The guideline also said large amounts of fish fry are expected to be released into the river, with types and numbers chosen scientifically, to help replenish the river's aquatic stocks.
"It is strictly forbidden to release alien species, artificial hybrids or genetically modified species into the water to prevent invasion of alien species and pollution of germ plasm resources," said Ma Yi, director of the Fishery Supervision and Administration Office of the Yangtze River Basin.
Yu noted that, "The number of Yangtze finless porpoises has fallen sharply, and the current number is only half that of giant pandas."

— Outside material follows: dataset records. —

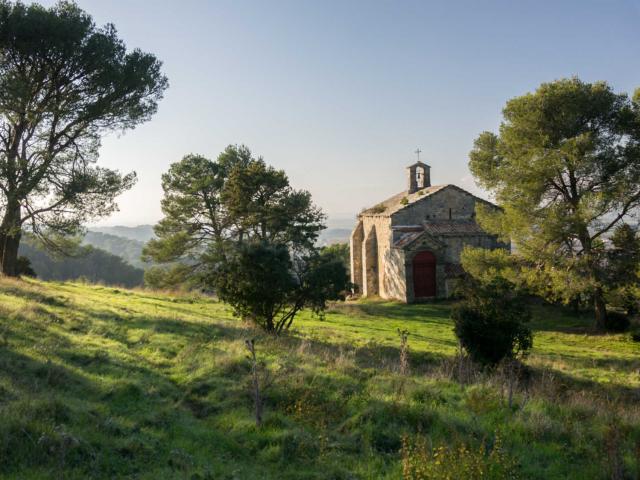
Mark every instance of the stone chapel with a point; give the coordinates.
(408, 247)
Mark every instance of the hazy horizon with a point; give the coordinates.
(340, 94)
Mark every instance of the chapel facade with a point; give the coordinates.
(408, 247)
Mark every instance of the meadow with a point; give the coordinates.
(98, 382)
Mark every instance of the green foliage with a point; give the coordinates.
(125, 248)
(92, 264)
(565, 168)
(211, 206)
(490, 321)
(105, 383)
(24, 267)
(265, 285)
(617, 322)
(177, 276)
(65, 82)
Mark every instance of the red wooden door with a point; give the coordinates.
(424, 275)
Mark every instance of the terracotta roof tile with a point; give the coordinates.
(452, 227)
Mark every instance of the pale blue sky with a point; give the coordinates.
(340, 93)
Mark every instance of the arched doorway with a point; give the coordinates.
(424, 275)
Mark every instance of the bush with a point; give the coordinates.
(24, 268)
(420, 462)
(616, 322)
(490, 321)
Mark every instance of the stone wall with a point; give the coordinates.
(381, 227)
(355, 244)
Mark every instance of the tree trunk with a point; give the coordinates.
(600, 309)
(10, 233)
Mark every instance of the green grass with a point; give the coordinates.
(97, 382)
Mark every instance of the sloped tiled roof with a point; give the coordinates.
(395, 203)
(392, 204)
(452, 227)
(407, 238)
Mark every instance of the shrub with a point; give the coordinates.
(490, 321)
(616, 322)
(419, 462)
(24, 268)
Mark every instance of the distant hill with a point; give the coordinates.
(141, 233)
(333, 235)
(126, 248)
(96, 265)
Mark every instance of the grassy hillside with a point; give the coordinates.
(98, 382)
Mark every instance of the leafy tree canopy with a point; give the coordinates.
(64, 82)
(264, 284)
(565, 168)
(211, 206)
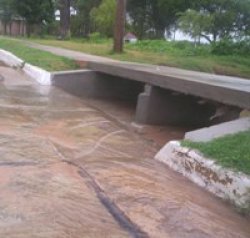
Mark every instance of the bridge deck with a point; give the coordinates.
(224, 89)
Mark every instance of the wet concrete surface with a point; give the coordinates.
(69, 170)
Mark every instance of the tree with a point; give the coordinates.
(155, 17)
(6, 13)
(35, 12)
(103, 17)
(84, 15)
(195, 24)
(217, 19)
(119, 25)
(64, 8)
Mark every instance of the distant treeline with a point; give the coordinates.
(212, 20)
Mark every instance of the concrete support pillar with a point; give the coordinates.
(157, 106)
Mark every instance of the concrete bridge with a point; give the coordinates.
(163, 95)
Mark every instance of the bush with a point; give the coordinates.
(184, 48)
(229, 47)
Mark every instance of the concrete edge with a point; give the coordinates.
(220, 130)
(10, 59)
(224, 183)
(42, 76)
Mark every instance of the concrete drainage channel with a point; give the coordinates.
(224, 183)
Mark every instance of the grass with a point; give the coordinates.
(232, 151)
(177, 54)
(45, 60)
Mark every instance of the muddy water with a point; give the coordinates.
(70, 170)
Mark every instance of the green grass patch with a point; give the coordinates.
(45, 60)
(232, 151)
(176, 54)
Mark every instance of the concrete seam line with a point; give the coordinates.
(42, 76)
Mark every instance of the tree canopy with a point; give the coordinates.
(212, 20)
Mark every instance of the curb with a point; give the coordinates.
(43, 77)
(224, 183)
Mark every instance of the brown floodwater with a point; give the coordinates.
(73, 168)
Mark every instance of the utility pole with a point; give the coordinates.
(119, 25)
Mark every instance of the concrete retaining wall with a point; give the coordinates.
(43, 77)
(223, 129)
(224, 183)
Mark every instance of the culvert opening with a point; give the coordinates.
(170, 114)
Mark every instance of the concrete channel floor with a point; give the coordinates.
(69, 170)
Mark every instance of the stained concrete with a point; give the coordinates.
(223, 89)
(225, 183)
(223, 129)
(69, 170)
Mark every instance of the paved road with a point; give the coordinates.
(228, 90)
(69, 170)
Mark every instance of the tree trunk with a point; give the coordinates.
(64, 19)
(119, 26)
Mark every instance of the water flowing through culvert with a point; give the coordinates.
(110, 185)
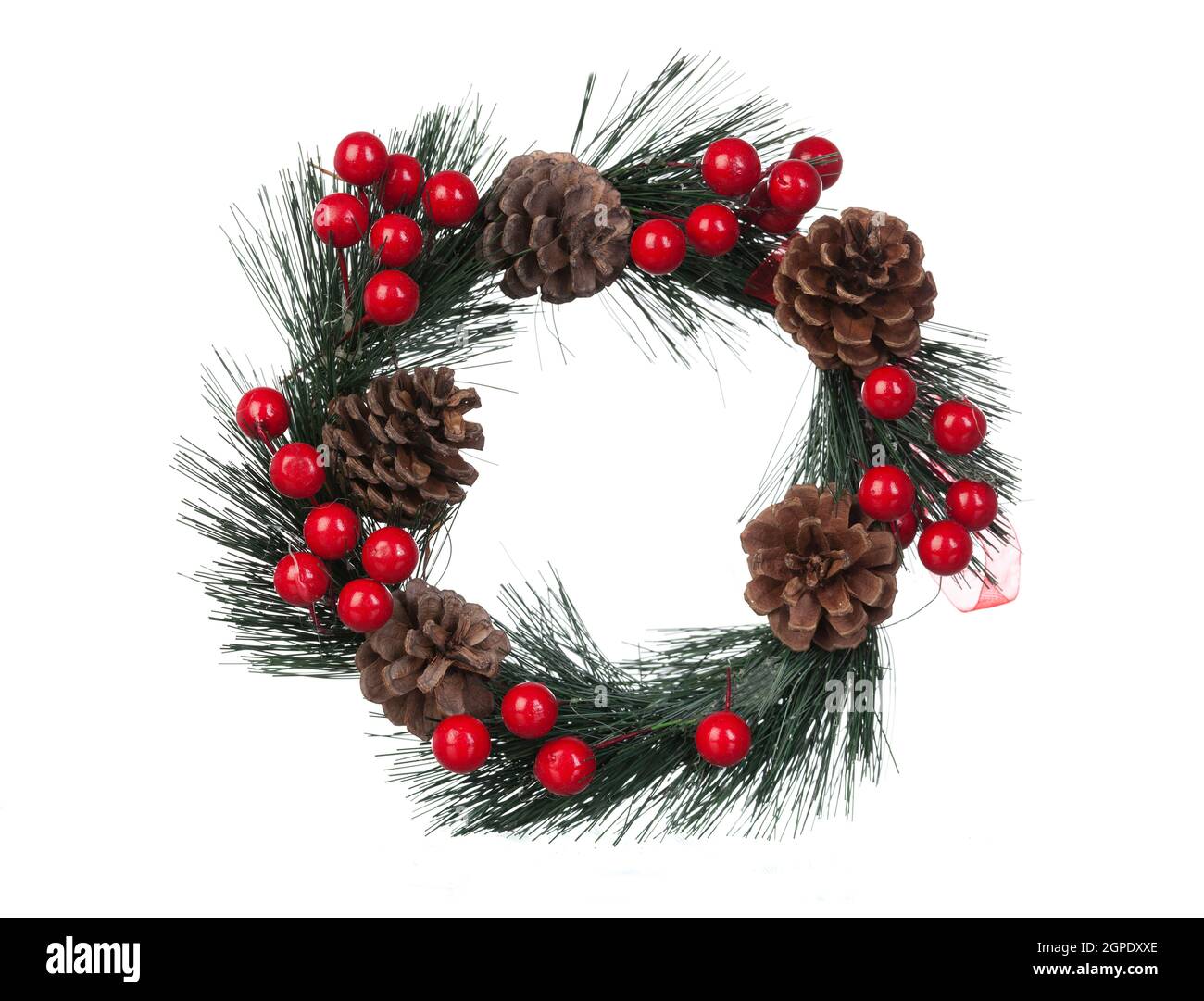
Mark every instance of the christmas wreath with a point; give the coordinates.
(685, 208)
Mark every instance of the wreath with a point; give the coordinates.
(345, 469)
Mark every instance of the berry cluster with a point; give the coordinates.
(565, 765)
(887, 494)
(775, 201)
(448, 199)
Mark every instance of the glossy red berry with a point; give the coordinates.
(402, 181)
(711, 229)
(722, 739)
(959, 426)
(794, 185)
(565, 765)
(396, 238)
(658, 247)
(731, 168)
(390, 297)
(946, 547)
(364, 606)
(763, 213)
(449, 199)
(904, 529)
(332, 531)
(360, 159)
(889, 393)
(460, 744)
(972, 505)
(886, 494)
(390, 555)
(301, 579)
(823, 156)
(530, 710)
(296, 470)
(341, 219)
(263, 413)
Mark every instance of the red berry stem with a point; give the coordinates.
(613, 740)
(264, 437)
(323, 169)
(321, 631)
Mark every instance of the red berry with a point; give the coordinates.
(959, 426)
(402, 181)
(763, 214)
(906, 529)
(390, 555)
(889, 393)
(365, 606)
(711, 229)
(722, 739)
(360, 159)
(390, 297)
(794, 185)
(460, 744)
(658, 247)
(565, 765)
(946, 547)
(263, 413)
(296, 470)
(731, 168)
(886, 494)
(823, 156)
(300, 579)
(396, 238)
(449, 199)
(332, 531)
(341, 219)
(529, 710)
(972, 505)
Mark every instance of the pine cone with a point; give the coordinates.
(817, 574)
(397, 446)
(557, 225)
(429, 660)
(854, 292)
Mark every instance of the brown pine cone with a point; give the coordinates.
(397, 446)
(818, 571)
(432, 658)
(854, 292)
(557, 226)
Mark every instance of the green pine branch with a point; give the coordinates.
(806, 759)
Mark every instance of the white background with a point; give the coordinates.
(1047, 751)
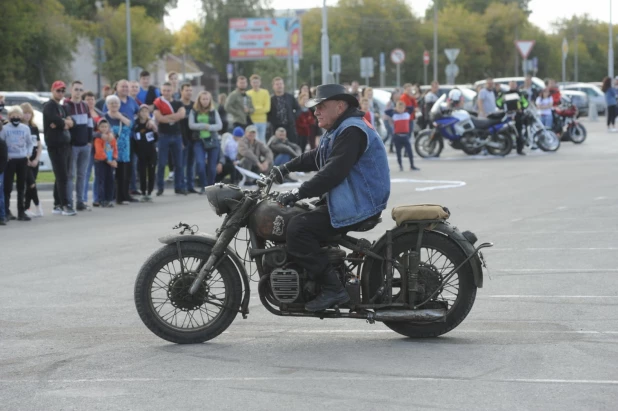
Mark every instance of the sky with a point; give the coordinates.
(543, 11)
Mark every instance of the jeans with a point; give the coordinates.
(2, 209)
(95, 191)
(189, 164)
(547, 120)
(104, 176)
(207, 173)
(281, 159)
(403, 141)
(170, 143)
(80, 156)
(261, 131)
(60, 158)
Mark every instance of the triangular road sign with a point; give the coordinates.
(451, 54)
(524, 47)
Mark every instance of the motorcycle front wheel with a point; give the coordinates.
(439, 256)
(168, 310)
(427, 147)
(547, 140)
(577, 133)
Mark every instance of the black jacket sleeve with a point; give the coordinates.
(348, 147)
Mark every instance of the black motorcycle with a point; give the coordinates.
(420, 278)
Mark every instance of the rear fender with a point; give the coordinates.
(209, 241)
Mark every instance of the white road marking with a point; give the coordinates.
(320, 378)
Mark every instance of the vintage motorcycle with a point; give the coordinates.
(420, 278)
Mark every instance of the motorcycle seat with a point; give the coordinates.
(483, 124)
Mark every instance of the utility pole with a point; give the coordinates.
(435, 40)
(325, 50)
(129, 64)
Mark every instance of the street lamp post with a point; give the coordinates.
(129, 68)
(325, 50)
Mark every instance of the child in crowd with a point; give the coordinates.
(32, 194)
(402, 133)
(105, 156)
(145, 146)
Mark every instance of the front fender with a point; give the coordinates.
(210, 241)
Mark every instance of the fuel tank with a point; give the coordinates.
(270, 220)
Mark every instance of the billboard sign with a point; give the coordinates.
(264, 38)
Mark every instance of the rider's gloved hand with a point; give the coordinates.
(288, 198)
(278, 173)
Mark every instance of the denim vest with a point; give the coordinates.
(365, 191)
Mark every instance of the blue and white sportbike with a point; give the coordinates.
(463, 131)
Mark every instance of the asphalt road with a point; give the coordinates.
(543, 333)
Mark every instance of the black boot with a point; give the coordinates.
(332, 293)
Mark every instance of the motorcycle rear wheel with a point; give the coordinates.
(427, 147)
(166, 308)
(577, 133)
(439, 255)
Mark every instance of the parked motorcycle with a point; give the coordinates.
(465, 132)
(566, 115)
(535, 133)
(420, 278)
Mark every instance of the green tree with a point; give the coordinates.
(150, 40)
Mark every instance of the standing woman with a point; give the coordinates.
(610, 100)
(32, 194)
(121, 128)
(205, 122)
(305, 124)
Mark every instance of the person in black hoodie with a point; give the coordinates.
(56, 125)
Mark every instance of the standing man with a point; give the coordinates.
(351, 163)
(81, 144)
(239, 104)
(147, 92)
(284, 110)
(186, 93)
(168, 114)
(261, 105)
(515, 101)
(56, 125)
(487, 99)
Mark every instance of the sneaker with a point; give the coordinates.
(68, 211)
(82, 207)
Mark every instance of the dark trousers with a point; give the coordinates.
(16, 167)
(32, 194)
(60, 158)
(123, 174)
(305, 234)
(105, 181)
(611, 114)
(402, 141)
(147, 164)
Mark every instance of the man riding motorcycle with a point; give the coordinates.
(352, 181)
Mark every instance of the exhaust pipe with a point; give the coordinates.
(424, 315)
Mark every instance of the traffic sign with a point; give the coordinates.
(524, 47)
(398, 56)
(425, 57)
(366, 67)
(335, 63)
(451, 54)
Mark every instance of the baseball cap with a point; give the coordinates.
(238, 132)
(58, 84)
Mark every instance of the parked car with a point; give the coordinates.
(595, 95)
(15, 98)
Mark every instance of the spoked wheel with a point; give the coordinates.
(577, 133)
(165, 306)
(426, 146)
(439, 256)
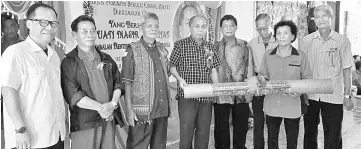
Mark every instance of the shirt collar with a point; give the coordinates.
(332, 35)
(223, 41)
(35, 47)
(20, 38)
(272, 40)
(293, 52)
(193, 41)
(146, 44)
(82, 54)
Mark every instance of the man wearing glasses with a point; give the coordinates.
(234, 56)
(329, 54)
(34, 112)
(259, 46)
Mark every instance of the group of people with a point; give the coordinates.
(35, 83)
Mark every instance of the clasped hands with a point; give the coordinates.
(253, 83)
(106, 111)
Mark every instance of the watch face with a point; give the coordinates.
(22, 130)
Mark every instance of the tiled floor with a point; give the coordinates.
(351, 135)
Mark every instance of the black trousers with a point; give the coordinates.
(195, 120)
(240, 115)
(258, 122)
(143, 135)
(332, 116)
(58, 145)
(292, 126)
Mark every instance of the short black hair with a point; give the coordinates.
(262, 16)
(358, 65)
(31, 11)
(355, 56)
(228, 17)
(7, 16)
(290, 24)
(74, 24)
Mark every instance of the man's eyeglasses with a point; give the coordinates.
(263, 28)
(45, 23)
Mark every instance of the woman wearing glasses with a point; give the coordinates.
(284, 63)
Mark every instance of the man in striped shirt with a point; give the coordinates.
(258, 46)
(329, 54)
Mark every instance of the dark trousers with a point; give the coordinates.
(292, 126)
(154, 134)
(240, 115)
(195, 119)
(2, 137)
(332, 115)
(59, 145)
(258, 122)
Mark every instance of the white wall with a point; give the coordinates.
(72, 10)
(244, 12)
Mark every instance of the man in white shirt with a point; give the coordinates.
(259, 45)
(329, 54)
(34, 112)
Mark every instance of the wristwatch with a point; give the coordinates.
(21, 130)
(114, 104)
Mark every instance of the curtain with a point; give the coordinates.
(59, 8)
(17, 7)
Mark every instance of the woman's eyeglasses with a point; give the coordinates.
(45, 23)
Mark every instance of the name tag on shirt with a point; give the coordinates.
(295, 63)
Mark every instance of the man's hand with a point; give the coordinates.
(23, 140)
(182, 83)
(131, 116)
(109, 118)
(252, 85)
(248, 97)
(106, 110)
(348, 104)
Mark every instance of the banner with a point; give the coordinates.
(118, 24)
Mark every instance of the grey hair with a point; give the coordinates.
(262, 16)
(147, 16)
(197, 16)
(181, 15)
(324, 8)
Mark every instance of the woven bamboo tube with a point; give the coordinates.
(306, 86)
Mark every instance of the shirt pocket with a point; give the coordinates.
(334, 60)
(295, 70)
(36, 75)
(36, 71)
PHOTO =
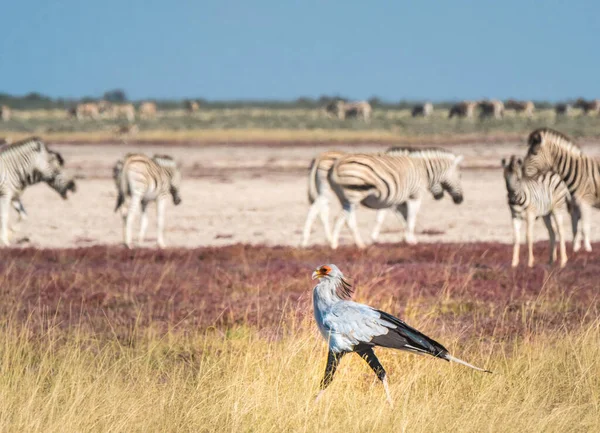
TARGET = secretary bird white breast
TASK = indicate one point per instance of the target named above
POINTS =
(348, 326)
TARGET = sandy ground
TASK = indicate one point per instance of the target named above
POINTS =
(257, 195)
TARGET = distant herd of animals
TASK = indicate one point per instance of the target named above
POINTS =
(552, 177)
(138, 178)
(339, 109)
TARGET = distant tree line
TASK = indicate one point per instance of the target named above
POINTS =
(37, 101)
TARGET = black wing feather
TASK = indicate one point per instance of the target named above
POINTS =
(404, 335)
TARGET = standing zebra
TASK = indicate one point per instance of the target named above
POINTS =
(26, 163)
(549, 150)
(382, 181)
(146, 179)
(529, 199)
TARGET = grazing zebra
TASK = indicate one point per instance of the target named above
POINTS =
(147, 110)
(424, 110)
(383, 181)
(5, 113)
(464, 109)
(549, 150)
(343, 110)
(588, 107)
(127, 111)
(525, 107)
(191, 106)
(493, 108)
(145, 179)
(563, 109)
(26, 163)
(528, 199)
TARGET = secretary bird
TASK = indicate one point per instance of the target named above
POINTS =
(352, 327)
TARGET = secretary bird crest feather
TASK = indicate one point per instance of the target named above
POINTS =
(348, 327)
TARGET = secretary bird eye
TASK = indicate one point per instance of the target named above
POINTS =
(348, 327)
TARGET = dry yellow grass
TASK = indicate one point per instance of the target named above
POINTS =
(242, 381)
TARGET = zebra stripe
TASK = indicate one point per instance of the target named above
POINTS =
(530, 198)
(26, 163)
(145, 179)
(549, 150)
(381, 181)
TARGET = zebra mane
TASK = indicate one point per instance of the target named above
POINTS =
(31, 144)
(548, 135)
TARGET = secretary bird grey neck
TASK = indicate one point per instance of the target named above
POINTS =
(348, 327)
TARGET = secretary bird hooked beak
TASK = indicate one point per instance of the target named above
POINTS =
(349, 327)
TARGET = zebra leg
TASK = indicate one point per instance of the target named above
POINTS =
(160, 221)
(552, 237)
(575, 217)
(378, 223)
(558, 221)
(516, 241)
(585, 222)
(324, 215)
(4, 212)
(134, 204)
(353, 226)
(529, 235)
(413, 206)
(143, 222)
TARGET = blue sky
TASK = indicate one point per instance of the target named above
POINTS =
(278, 49)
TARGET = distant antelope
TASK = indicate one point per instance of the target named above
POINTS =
(191, 106)
(85, 110)
(525, 107)
(464, 109)
(493, 108)
(145, 179)
(343, 110)
(545, 196)
(424, 110)
(147, 110)
(563, 109)
(588, 107)
(5, 113)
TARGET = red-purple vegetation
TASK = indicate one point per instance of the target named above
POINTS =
(469, 288)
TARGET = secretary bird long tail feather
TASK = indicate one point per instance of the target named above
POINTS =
(460, 361)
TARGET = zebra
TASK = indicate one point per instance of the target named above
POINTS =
(550, 150)
(493, 108)
(525, 107)
(147, 110)
(5, 113)
(463, 109)
(343, 110)
(588, 107)
(145, 179)
(563, 109)
(25, 163)
(528, 199)
(319, 191)
(382, 181)
(424, 110)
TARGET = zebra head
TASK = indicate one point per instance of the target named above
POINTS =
(449, 181)
(513, 173)
(54, 175)
(544, 145)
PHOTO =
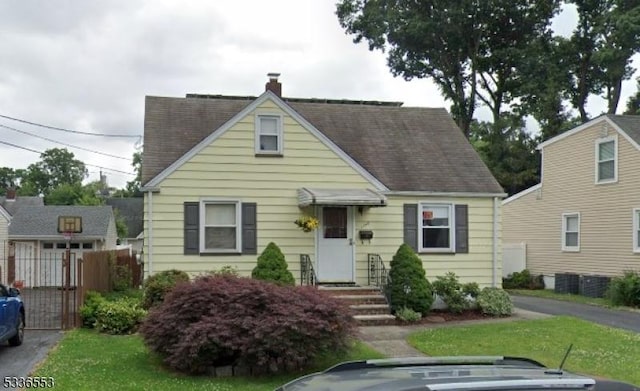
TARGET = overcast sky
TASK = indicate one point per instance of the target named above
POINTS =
(87, 66)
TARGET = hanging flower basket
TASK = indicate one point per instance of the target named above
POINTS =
(307, 223)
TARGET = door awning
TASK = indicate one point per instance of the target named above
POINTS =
(366, 197)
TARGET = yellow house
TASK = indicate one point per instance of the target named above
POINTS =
(225, 175)
(583, 217)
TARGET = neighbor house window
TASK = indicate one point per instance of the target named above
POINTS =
(220, 226)
(269, 134)
(606, 160)
(571, 232)
(436, 227)
(636, 230)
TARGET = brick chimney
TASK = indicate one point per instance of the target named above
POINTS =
(273, 85)
(11, 194)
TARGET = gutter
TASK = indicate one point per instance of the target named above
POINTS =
(150, 230)
(494, 276)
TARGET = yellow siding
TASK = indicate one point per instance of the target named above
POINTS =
(569, 186)
(229, 168)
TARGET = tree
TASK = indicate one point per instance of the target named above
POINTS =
(8, 179)
(471, 49)
(599, 51)
(73, 194)
(633, 104)
(509, 152)
(57, 166)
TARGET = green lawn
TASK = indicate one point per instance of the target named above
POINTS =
(597, 350)
(86, 360)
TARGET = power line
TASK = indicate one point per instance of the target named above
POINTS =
(68, 130)
(61, 143)
(86, 164)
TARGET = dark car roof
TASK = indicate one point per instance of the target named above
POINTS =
(447, 373)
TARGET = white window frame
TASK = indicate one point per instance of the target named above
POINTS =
(279, 121)
(203, 206)
(564, 232)
(452, 228)
(615, 159)
(636, 230)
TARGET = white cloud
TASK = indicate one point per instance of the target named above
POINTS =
(87, 65)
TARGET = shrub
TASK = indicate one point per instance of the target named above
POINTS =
(408, 286)
(456, 296)
(119, 317)
(408, 315)
(121, 277)
(227, 269)
(92, 302)
(273, 267)
(246, 322)
(625, 290)
(157, 286)
(495, 302)
(523, 280)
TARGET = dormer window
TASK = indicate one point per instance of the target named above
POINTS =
(606, 160)
(269, 135)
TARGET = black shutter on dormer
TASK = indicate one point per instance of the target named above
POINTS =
(191, 228)
(462, 229)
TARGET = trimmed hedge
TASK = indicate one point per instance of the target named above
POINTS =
(122, 316)
(225, 320)
(158, 285)
(408, 286)
(273, 267)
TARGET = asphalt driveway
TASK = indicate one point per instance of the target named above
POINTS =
(628, 320)
(21, 360)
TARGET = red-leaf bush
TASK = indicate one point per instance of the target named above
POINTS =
(226, 320)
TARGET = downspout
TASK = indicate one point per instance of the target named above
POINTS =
(150, 230)
(494, 277)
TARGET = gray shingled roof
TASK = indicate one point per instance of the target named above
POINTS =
(131, 210)
(12, 206)
(43, 221)
(629, 123)
(406, 148)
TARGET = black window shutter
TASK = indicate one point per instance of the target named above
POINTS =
(249, 228)
(191, 227)
(462, 229)
(411, 225)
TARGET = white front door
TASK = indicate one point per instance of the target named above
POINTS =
(335, 244)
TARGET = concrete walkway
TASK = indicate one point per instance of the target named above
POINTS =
(628, 320)
(391, 340)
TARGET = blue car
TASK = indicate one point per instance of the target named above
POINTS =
(11, 316)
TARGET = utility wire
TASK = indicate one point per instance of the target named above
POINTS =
(60, 142)
(68, 130)
(89, 165)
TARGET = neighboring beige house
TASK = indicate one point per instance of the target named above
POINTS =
(225, 175)
(584, 215)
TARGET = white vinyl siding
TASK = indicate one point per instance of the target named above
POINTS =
(269, 134)
(436, 233)
(636, 230)
(571, 232)
(219, 226)
(606, 160)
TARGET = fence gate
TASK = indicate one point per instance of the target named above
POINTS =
(41, 278)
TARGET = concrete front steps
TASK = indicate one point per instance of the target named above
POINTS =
(368, 305)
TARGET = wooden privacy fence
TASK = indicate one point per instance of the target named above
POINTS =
(98, 274)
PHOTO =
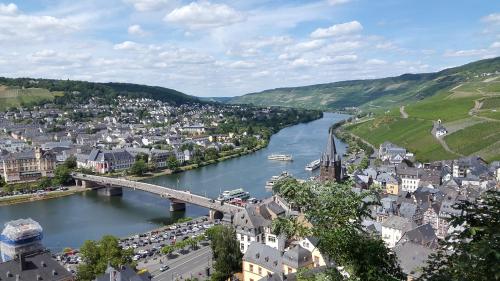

The Zhenjiang Finless Porpoise Reserve in Jiangsu province is an important habitat for protecting the Yangtze finless porpoise, a severely endangered aquatic mammal. But an inspection by the Ministry of Ecology and Environment in June found 467 hectares of illegal agricultural cultivation and fisheries in the protected area, which damaged large areas of wetlands and harmed their ecological functions.
The guideline said it is important to enhance the protection of the Yangtze finless porpoise, and promote "off-site" conservation projects in the middle and lower reaches of the river. A gene bank of important aquatic species will also be built to strengthen genetic research on rare and endangered species. Genetic techniques to resurrect recently extinct aquatic organisms will also be encouraged.
Ma Jun, director of the Institute of Public and Environmental Affairs, said: "The Yangtze - the longest river in Asia - is an important economic lifeline for millions of Chinese people. Experience gained there can be of benefit in building an ecological environment in other places."